Partons d’un constat : ‘’Quand le président (français, mais ça peut être le chancelier allemand, le président de conseil italien ou espagnol…) demande au peuple d’approuver sa politique, quand le président perd le référendum et quand il ne démissionne pas, cela signifie que les institutions n’assurent pas la liaison, essentielle en démocratie, entre décision et responsabilité’’[1]. Relisons ce constat à la lumière d’un donné objectif présupposant que l’Etat dans le monde démocratique est désormais un ‘’système politique dans lequel le pouvoir n’a aucun contrepoids, agit sans contrôle et ne se sent pas responsable devant le peuple souverain. Ce pouvoir ignore totalement les préoccupations des citoyens, qui se reconnaissent, quant à eux, de moins en moins dans leurs institutions. C’est ce que l’on peut nommer un décrochage institutionnel’’[2].
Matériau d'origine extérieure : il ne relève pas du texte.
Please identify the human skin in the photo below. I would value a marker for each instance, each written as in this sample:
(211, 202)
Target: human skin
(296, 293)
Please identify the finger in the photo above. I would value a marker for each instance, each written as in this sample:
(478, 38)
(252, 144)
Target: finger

Analysons maintenant, à partir de ces deux hypothèses de travail, ce qui se passe dans l’Etat sous développé, le cas du Maroc, pour tirer la conclusion qui s’impose à l’observateur averti de l’actualité mondiale : Aujourd’hui, dans des sociétés comme la nôtre, il n’y a pas d’Etat, il y a des intérêts catégoriels en conflit permanent. Ce qui explique la sortie dans la rue des masses révoltées par l’inconséquence de leurs dirigeants, incapables qu’ils sont d’assurer le minimum vital à leurs populations : le pain, le sucre, l’huile, les légumes primaires bon marché. Que reste-t-il à ces masses que de dire leur raz le bol de la manière qu’elles savent faire, la protestation bruyante, anarchique, presque délirante, dans la rue, ce lieu de la révolte sincère et spontanée par excellence.
Les cris d’alerte
Dans son numéro daté du 21 mars 2008, ‘’La vérité’’ a consacré son dossier aux tensions sociales en perspective, face au renchérissement, graduel certes mais systématique, des denrées alimentaires de base. Dans ce dossier, nous soulignions que, devant la crise sociale qui sévit, ‘’il se tisse une sorte de solidarité, spontanée mais agissante, entre tout ce monde contre leurs conditions de vie de plus en plus éreintantes. Cette solidarité a vite fait de trouver preneur… Il devient presque dans l’ordre arithmétique des choses sociopolitiques marocaines de percevoir que nous sommes tous assis sur un volcan qui risque d’exploser à tout moment’’.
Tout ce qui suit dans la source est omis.